Bu noktada belirtmem gerekir ki, hukuka aykırılığının derecesinin veya ihlal edilen hakkın ağırlığının değerlendirmesi teorilerinin hukukumuzda bir geçerliliği bulunmamaktadır[4]. Bana göre hukuka bağlı bir devlette hiçbir zaman amaç, aracı haklı gösteremez ve hukuka uygun hale getiremez, hukuka aykırı davranmanın hiçbir mazereti olamaz. Mahkeme, delillerin değerlendirmesine ilişkin yasalarda belirlenmiş ilke ve esasları değiştirme yetkisini haiz değildir. Bu anlamda “mutlak aykırılık” ve “nispi aykırılık” ayrımının gerek pozitif hukukta, Anayasa ve CMK’nın son derece açık hükümleriyle, gerekse de ideal hukukta kendisine yer bulamayacağı düşüncesini taşıyorum. Dolayısıyla, mahkeme kararını hukukumuzda geçerli olması mümkün olmayan “değerlerin tartımı teorisini” dikkate alması açısından eleştirmekle beraber, bu kararın hukuk devleti ilkesi yönünden son derece yenilikçi, özgürlükçü ve yukarıda ifade ettiğim düşünceleri ortaya koyması bakımından son derece önemli buluyorum.

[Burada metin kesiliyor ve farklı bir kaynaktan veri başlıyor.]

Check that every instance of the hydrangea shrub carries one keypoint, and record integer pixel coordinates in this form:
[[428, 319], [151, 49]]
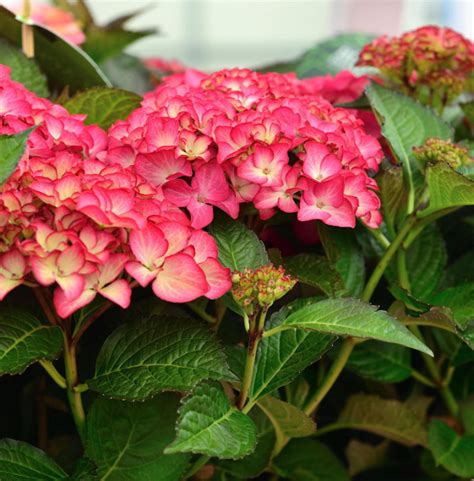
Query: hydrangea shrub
[[238, 274]]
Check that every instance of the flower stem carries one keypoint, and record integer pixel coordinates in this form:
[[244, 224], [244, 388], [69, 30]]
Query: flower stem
[[75, 400], [386, 258], [255, 335], [331, 376], [53, 373], [442, 385]]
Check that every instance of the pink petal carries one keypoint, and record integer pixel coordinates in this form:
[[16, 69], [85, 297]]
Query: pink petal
[[159, 167], [65, 307], [72, 285], [118, 292], [148, 245], [7, 285], [217, 277], [180, 280], [140, 273], [71, 260]]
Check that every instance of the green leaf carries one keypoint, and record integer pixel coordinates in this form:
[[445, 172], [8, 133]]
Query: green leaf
[[21, 462], [281, 357], [363, 456], [343, 251], [392, 195], [381, 362], [24, 340], [146, 356], [128, 72], [238, 246], [389, 418], [338, 53], [208, 424], [105, 42], [85, 470], [426, 260], [460, 300], [126, 440], [466, 414], [453, 452], [406, 124], [447, 189], [12, 147], [288, 421], [61, 62], [103, 106], [351, 317], [255, 463], [24, 70], [316, 271], [309, 460]]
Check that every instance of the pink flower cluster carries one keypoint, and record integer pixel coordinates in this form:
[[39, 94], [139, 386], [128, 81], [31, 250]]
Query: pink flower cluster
[[59, 21], [73, 217], [237, 136], [433, 64]]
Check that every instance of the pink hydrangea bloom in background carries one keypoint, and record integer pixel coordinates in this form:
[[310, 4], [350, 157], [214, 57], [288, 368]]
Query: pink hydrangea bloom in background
[[433, 64], [237, 136], [55, 19], [77, 216]]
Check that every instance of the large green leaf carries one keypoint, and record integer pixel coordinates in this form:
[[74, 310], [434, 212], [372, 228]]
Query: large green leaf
[[61, 62], [12, 148], [256, 462], [333, 55], [105, 42], [103, 106], [363, 456], [447, 189], [309, 460], [345, 254], [24, 70], [315, 271], [128, 72], [238, 246], [24, 340], [288, 421], [381, 361], [406, 124], [453, 452], [460, 301], [426, 260], [392, 195], [208, 424], [126, 440], [351, 317], [389, 418], [146, 356], [22, 462], [281, 357]]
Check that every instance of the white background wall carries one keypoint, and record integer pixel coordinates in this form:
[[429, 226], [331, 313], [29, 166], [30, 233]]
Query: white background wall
[[211, 34]]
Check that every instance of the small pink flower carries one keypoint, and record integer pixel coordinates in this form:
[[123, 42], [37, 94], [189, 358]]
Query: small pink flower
[[265, 165], [325, 201], [12, 271]]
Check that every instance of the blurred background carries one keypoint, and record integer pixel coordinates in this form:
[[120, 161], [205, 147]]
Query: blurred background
[[212, 34]]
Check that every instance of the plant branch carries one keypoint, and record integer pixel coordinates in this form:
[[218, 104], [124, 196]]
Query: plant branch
[[386, 258], [331, 376], [75, 400], [255, 335], [53, 373]]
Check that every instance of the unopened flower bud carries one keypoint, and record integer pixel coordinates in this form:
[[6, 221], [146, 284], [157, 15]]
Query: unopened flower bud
[[260, 288], [444, 151]]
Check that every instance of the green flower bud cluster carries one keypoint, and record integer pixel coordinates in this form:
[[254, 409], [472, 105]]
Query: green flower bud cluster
[[437, 150], [255, 289]]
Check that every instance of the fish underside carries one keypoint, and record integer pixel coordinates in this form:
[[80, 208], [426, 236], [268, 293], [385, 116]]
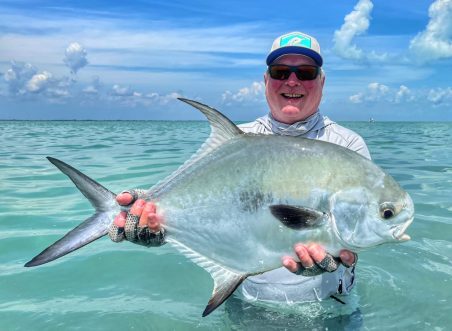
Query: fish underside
[[243, 200]]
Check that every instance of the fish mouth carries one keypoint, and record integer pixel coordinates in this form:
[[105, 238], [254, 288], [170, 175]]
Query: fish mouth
[[398, 232]]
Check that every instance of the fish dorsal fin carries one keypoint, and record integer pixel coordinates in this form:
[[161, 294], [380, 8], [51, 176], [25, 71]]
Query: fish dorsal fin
[[295, 217], [225, 281], [222, 130]]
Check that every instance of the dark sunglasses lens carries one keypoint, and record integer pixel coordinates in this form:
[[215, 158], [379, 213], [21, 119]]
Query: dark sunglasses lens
[[279, 72], [307, 72]]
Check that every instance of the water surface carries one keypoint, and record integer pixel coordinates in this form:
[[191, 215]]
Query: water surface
[[107, 286]]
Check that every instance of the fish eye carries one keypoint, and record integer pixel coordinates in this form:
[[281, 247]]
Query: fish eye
[[387, 210]]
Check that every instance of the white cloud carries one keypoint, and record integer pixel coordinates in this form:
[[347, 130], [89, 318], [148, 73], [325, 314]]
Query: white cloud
[[252, 93], [75, 57], [163, 99], [440, 96], [17, 77], [39, 82], [377, 92], [403, 94], [121, 91], [435, 42], [355, 23]]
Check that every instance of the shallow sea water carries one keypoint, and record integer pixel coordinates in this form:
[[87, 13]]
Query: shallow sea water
[[107, 286]]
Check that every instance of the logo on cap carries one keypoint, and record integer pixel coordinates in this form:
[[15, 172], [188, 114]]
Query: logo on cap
[[295, 40]]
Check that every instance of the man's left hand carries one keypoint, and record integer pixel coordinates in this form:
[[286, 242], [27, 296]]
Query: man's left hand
[[314, 260]]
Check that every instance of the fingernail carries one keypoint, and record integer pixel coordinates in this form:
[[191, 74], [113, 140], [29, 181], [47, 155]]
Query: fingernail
[[140, 203]]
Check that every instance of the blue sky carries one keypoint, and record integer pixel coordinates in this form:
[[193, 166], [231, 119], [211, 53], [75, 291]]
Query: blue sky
[[390, 60]]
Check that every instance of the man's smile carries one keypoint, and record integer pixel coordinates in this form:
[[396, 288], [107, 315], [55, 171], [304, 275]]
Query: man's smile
[[292, 95]]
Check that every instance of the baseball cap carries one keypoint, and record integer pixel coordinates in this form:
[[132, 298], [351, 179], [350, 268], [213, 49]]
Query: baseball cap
[[295, 43]]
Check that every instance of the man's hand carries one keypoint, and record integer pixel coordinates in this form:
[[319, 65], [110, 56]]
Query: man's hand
[[314, 260], [141, 225]]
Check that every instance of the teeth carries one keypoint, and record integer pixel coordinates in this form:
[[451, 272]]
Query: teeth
[[292, 95]]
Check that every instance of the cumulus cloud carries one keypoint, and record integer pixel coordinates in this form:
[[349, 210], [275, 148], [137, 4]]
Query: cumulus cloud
[[252, 93], [125, 95], [355, 23], [39, 82], [440, 96], [376, 92], [17, 77], [163, 99], [435, 42], [75, 57]]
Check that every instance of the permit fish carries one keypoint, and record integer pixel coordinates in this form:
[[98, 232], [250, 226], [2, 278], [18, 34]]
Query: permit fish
[[242, 201]]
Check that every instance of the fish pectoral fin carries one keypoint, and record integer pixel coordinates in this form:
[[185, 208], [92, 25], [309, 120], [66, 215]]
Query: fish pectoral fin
[[225, 283], [296, 217]]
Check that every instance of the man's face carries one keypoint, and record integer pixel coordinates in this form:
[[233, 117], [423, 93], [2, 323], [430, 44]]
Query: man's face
[[293, 100]]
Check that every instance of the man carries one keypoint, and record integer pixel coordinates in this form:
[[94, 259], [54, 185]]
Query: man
[[293, 87]]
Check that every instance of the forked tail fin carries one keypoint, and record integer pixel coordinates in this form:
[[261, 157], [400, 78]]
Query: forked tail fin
[[92, 228]]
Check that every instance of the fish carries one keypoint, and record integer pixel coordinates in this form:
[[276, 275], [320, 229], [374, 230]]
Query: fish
[[243, 200]]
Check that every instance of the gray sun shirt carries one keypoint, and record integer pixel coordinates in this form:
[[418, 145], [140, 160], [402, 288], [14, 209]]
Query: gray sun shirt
[[281, 285]]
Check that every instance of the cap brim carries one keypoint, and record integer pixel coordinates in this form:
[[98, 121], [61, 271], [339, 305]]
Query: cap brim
[[294, 50]]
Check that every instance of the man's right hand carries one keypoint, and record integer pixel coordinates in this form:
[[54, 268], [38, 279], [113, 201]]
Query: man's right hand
[[141, 225]]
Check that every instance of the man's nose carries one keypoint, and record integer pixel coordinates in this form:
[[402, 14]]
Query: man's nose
[[292, 80]]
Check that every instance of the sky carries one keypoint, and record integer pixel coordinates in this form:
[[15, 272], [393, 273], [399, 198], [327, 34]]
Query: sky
[[98, 59]]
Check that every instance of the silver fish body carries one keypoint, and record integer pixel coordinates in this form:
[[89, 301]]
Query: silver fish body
[[220, 207], [242, 201]]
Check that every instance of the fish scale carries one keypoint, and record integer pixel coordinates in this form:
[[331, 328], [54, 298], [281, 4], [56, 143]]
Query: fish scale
[[243, 200]]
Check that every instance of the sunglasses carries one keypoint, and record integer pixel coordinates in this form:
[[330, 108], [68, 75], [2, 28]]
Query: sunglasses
[[303, 72]]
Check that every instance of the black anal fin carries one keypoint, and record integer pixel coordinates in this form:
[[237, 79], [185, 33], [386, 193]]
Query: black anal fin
[[297, 218], [226, 282]]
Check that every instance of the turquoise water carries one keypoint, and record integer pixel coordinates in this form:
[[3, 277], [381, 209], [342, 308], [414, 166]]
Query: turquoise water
[[107, 286]]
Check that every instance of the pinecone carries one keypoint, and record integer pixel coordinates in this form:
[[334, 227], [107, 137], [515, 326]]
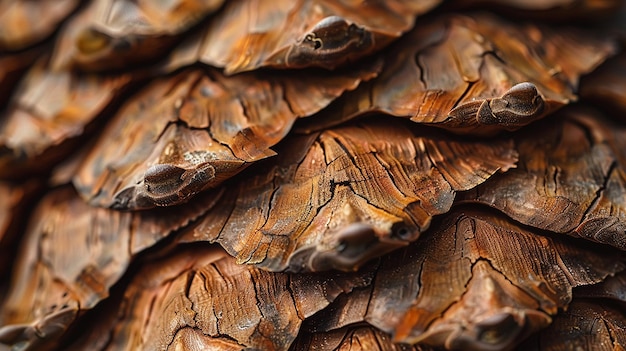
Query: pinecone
[[312, 175]]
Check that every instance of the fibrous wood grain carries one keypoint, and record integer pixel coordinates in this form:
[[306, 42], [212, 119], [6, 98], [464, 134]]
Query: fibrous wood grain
[[250, 34], [476, 282], [350, 194], [476, 74], [71, 255], [586, 325], [355, 338], [112, 34], [570, 179], [191, 131], [199, 299]]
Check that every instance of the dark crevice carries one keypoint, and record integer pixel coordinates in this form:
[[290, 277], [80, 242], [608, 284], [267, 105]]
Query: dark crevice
[[599, 193]]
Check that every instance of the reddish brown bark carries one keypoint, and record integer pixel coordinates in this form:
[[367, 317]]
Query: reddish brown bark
[[570, 179], [347, 196], [475, 74], [24, 23], [477, 282], [48, 111]]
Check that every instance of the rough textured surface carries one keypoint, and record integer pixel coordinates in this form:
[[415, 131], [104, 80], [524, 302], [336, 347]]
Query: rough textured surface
[[25, 22], [71, 255], [570, 179], [476, 74], [349, 195], [110, 34], [205, 300], [47, 111], [477, 282], [351, 339], [191, 131], [294, 34], [312, 175]]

Ceza muhakemesi politikası açısından tamamen hukuka uygun yöntemlerle elde edilen delil kullanılmak suretiyle maddi gerçeğe ulaşılmak isteniyorsa, her ne amaçla ve hangi suçta olursa olsun bir ihlal var ise bu ihlal suretiyle elde edilen delil ister doğrudan elde edilmiş isterse bu delil kullanılarak elde edilmiş dolaylı başka bir delil olsun; yargılamanın hiçbir aşamasında kullanılmamalı ve bunların dışlandığı açıkça belirtilmelidir. Aksi takdirde söz konusu yargılamanın adilliği daima tartışma konusu olacaktır.
(Bu köşe yazısı, sayın Doç. Dr. Murat Volkan DÜLGER tarafından www.hukukihaber.net sitesinde yayınlanması için kaleme alınmıştır. Kaynak gösterilse dahi köşe yazısının tamamı özel izin alınmadan kullanılamaz. Ancak alıntılanan köşe yazısının bir bölümü, aktif link verilerek kullanılabilir. Yazarı ve kaynağı gösterilmeden kısmen ya da tamamen yayınlanması şahsi haklara ve fikri haklara aykırılık teşkil eder.)
---------------------------
[1] YCGK, E. 2017/4-291 K. 2017/558 T. 19.12.2017.
[2] İzmir 2. Ağır Ceza Mah., E. 2016/199 K. 2019/123 T. 08.03.2019.
[3] YCGK, E. 2016/20-851 K. 2018/619 T. 6.12.2018.
[4] Murat Volkan Dülger, Ceza Muhakemesi Hukukunda Dışlama Kuralı ve Hukuka Aykırı Delillerin Uzak Etkisi (Zehirli Ağacın Meyvesi Öğretisi), Seçkin, Ankara 2014, s. 89.
[5] Murat Volkan Dülger, “Avrupa İnsan Hakları Mahkemesi’nin Gafgen Kararı Bağlamında Ceza Muhakemesinde İşkence Tehdidi İle Elde Edilen Delillerin Kullanımı Sorunu”, TBB Dergisi, 2014/111, s.407.